4 de feveriero de 2011

A cidade anoitece. Vislumbram-se pequenos focos de luz que, sabe, são luzes que aquecem e iluminam centenas de lares onde habitam tantas pessoas que nem consegue imaginar quantas. Conheceu a sorte de habitar no cima da colina onde se consegue regalar com uma vista citadina, e invejável. Admira a sua casa por se situar na cidade, perto de tudo, e, ao mesmo tempo, ser, também, um refúgio onde os sons da cidade não chegam num tom indecifrável. Haviam escolhido este local pela sua calmaria indiscutível e consideravam-no o seu paraíso, passasse o tempo que passasse, independentemente do estado climatérico. 
Gostava de preparar uma recepção romântica sempre que chegava a casa antes d'ele, e hoje era um desses dias. Enquanto preparava um dos pratos preferidos do seu homem para o jantar, decidiu pôr a mesa junto à lareira, iluminando a sala sem qualquer ajuda eléctrica. Adorava as refeições naquela mesa de madeira, pequena, baixa e o tapete macio a suavizar o chão.
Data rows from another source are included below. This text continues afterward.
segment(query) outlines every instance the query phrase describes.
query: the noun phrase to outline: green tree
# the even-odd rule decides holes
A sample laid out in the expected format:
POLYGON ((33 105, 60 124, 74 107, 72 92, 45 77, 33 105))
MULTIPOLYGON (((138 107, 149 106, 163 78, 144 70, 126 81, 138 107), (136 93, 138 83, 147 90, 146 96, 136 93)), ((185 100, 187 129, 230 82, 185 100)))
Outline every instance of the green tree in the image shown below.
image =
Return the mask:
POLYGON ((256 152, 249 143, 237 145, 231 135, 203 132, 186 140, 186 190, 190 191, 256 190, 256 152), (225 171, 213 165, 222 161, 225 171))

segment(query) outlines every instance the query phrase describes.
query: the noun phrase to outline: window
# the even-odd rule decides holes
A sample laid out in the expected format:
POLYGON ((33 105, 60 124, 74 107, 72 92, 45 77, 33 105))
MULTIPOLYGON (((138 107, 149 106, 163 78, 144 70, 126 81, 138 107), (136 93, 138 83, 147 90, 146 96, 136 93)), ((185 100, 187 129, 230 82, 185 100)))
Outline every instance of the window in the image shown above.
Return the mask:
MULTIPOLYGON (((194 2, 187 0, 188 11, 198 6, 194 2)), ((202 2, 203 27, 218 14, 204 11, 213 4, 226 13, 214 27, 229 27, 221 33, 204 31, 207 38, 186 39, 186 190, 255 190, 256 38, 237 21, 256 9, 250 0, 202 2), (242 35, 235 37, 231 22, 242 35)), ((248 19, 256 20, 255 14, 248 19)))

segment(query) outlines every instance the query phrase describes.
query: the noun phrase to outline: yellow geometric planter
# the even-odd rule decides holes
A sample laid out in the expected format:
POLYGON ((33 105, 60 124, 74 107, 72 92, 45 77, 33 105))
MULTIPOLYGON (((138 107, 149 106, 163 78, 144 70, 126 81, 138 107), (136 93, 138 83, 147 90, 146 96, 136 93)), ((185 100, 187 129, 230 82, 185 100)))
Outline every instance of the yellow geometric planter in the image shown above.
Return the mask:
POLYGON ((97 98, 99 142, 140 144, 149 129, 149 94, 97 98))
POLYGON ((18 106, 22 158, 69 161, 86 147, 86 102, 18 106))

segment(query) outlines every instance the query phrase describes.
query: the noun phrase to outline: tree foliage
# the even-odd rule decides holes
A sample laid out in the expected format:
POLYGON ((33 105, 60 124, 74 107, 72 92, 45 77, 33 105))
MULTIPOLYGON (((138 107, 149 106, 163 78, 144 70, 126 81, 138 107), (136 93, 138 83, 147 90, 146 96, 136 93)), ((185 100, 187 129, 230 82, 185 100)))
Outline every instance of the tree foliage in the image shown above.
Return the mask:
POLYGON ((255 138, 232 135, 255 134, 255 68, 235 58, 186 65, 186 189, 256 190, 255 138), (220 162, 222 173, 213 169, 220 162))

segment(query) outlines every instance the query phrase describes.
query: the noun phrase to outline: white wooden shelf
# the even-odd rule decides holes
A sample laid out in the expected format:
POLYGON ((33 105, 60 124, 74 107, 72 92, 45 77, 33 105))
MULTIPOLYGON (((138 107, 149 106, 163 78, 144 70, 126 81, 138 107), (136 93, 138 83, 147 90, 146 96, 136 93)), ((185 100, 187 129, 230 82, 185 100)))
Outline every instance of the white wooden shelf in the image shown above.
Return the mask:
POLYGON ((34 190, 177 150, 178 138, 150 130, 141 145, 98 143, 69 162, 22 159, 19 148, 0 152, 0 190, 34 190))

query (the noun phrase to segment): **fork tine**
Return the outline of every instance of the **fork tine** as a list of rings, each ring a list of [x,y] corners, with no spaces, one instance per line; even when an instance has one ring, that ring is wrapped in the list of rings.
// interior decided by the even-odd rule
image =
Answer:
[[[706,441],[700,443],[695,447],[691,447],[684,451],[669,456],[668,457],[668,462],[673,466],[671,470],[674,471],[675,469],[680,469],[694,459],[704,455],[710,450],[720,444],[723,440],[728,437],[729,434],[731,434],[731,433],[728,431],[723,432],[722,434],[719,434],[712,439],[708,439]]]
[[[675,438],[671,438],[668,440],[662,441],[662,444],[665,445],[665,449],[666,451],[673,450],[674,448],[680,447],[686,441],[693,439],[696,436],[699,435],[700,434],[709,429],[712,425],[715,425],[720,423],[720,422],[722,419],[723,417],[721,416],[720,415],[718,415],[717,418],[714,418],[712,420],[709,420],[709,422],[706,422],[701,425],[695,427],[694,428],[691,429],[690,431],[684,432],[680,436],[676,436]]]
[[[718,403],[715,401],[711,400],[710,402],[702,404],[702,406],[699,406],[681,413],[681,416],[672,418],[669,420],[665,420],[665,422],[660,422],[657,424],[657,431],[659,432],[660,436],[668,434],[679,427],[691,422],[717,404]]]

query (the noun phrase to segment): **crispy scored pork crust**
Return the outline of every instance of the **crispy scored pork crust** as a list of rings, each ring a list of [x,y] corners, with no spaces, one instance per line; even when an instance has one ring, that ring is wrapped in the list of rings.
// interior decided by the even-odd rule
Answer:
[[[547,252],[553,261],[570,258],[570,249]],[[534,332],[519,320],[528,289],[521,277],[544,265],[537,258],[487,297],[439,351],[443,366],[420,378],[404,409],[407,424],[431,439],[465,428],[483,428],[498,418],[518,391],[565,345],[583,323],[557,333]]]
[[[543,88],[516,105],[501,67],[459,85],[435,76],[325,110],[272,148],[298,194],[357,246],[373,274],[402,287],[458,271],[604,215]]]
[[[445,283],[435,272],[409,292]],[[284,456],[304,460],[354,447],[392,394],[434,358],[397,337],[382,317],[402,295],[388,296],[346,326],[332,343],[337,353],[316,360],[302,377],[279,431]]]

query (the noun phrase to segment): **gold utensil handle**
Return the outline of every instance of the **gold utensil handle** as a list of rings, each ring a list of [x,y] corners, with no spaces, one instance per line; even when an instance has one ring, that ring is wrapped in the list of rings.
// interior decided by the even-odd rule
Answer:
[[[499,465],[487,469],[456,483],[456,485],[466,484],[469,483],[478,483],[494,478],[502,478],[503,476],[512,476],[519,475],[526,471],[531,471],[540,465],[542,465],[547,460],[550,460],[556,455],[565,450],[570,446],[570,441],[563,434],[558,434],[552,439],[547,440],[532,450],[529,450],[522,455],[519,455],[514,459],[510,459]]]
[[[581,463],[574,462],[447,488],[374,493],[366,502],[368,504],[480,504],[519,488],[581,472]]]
Esta sensação era uma das mais acolhedoras de que tinha memória. Isto era sentir-se em casa e bastava, apenas, que ele chegasse para que se sentisse completa, e em casa.
Sentiu-o entrar em casa, não pelo barulho do carro a regressar à garagem, nem pelo ruído habitual das chaves, da fechadura a rodar, ou da porta a abrir e a fechar, mas sentiu-o, sim, pelo cheiro. Era aquele aroma que anunciava a sua chegada. Há anos que elogiava o seu cheiro e sabia que nunca o encontraria concentrado num pequeno frasco de uma perfumaria. Era o cheiro do amor, do seu amor e, por isso, tão delicioso e único. Mais do que o perfume caro e os produtos para o cabelo era o cheiro natural que emanava que ela tanto gostava de inalar. Era sinónimo de segurança e, logicamente, de proximidade física-
Hoje, queria-o como o queria desde o primeiro momento. Correi para ele, ainda à porta de casa, e sorriu enquanto se preparava para o beijar. Todos os beijos tinham em si o fogo e o amor que sempre conheceram e nunca perderam o calor, nem com a fugacidade do tempo. Havia malícia nas curvas e contra-curvas das suas línguas. 
Não se recordava de alguma vez não o ter desejado.

6 de abril de 2012

silêncio para 4

"- Vais ter saudades minhas?
- Vou, se te fores embora vou ter muitas saudades tuas.
- Das minhas festas, dos meus beijos...
- Sim, de tudo, dos teus orgasmos, das tuas vontades de comer, do teu entusiasmo, da intuição de praticar amor."

1 de abril de 2012

Deitados na cama, eu aninhada em ti, beijada por ti, acariciada por ti, amada por ti, coisa boa de se viver. Sorrisos fáceis, bocas entreabertas de desejo, cheiro a amor a pairar no ar saturado: aquecido, morno, quente

Eu aninhada em ti. O teu corpo o meu abrigo, a minha fortaleza.

29 de março de 2012

"Não se escreve pra se obter sucesso, por mais que se tenha ou seja reconhecido pelo trabalho, escrever é uma maneira de colocar pra fora o que não cabe mais dentro de nós. Escrever é dividir com o outro o que sentimos ou o que imaginamos sentir quando não há mais espaço ou, no mínimo, até há, mas já basta que estejamos perigosamente entupidos por nossas próprias emoções, transbordando. Ainda que elas sejam boas e extremamente deliciosas de se sentir. Como o amor, por exemplo. Escrever é uma maneira de compartilhar loucuras. Loucuras que começam dentro, passam por milhares de fiozinhos, as vezes despertadas por músicas, abraços, beijos ou qualquer tipo de afeto, ou até mesmo uma paisagem. E que são conduzidas até nossas mãos, que desesperadas pelo despertar de nossos pensamentos, escrevem como meio de alívio, prazer."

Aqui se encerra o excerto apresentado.